Once ngrok starts up you should see that it is forwarding from a random looking URL to your localhost:3000. Copy that URL and head to your Twilio Console. Open up your Active Numbers and edit the voice enabled number you want to use for this application.

Enter the ngrok URL under the voice configuration for when a call comes in. Make sure to add /calls to the end of the URL.

The Twilio console edit phone number screen. There are a number of fields, but the important part is adding the URL to the field in the voice configuration section after "A call comes in".

Save your phone number and give it a call. You should be greeted with the message you wrote, you can leave a message for yourself and once you hang up you will see the URL for the recording printed to your terminal. Open the URL in your browser and you will be able to listen back to your message.

Transcribing with OpenAI's Whisper API

The next task is to download the recording and then send it to OpenAI for transcription. To start this section, create clients for each of the APIs we are going to use. At the top of index.js, below where you import the config, create an OpenAI client, a Twilio client and a SendGrid client using their credentials from config.

const openaiClient = new OpenAI({ apiKey: openai.apiKey });
const twilioClient = new Twilio(twilio.accountSid, twilio.authToken);
sendgridClient.setApiKey(sendgrid.apiKey);

To send the recording to OpenAI you first need to download the recording, then upload it to the OpenAI API endpoint. You can use fetch to download the recording and the toFile helper from the OpenAI library to transform it into a format that works with the API. You can then send it to the OpenAI transcriptions API using the "whisper-1" model. For simplicity later, write this all out as a separate asynchronous function that returns the text from the transcription response.

async function getTranscription(recordingUrl) {
  const response = await fetch(recordingUrl);
  const file = await toFile(response.body, "recording.wav");

  const transcription = await openaiClient.audio.transcriptions.create({
    file,
    model: "whisper-1",
  });
  return transcription.text;
}

Update your /recordings endpoint to use this function to get the transcribed text and print out to the console.

app.post("/recordings", async (req, res) => {
  const { RecordingUrl } = req.body;
  const text = await getTranscription(RecordingUrl);
  console.log(text);
  res.send("OK");
});

Restart your server and call your number again. This time when you leave a message you should see the transcription printed to the console.

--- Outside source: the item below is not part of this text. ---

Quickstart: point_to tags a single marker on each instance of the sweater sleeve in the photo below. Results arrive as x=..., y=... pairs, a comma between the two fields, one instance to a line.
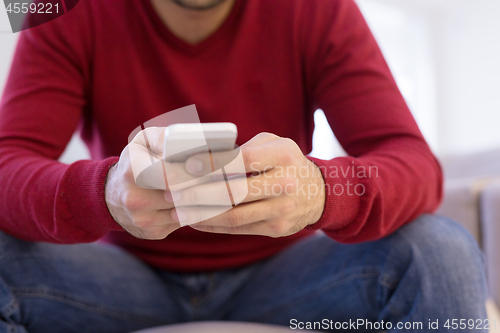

The OpenAI transcriptions endpoint can only handle recordings of up to 25MB in size. Most short voicemails should fit this limit, but if you are working with longer messages you will need to split up the audio files.

Accuracy

In my testing I found the transcriptions to be quite accurate. If you don't find the same, there are ways to improve accuracy. This section in the OpenAI documentation on prompting the Whisper model has some ideas that can help make transcribing specific words or acronyms that you might be expecting or ensuring the model includes punctuation.

Sending the voicemail as an email

The final part of this application will send the transcript of the message as an email to your provided address. To do this we will gather the number that the call originally came from and the recording URL and send it all as an email using SendGrid.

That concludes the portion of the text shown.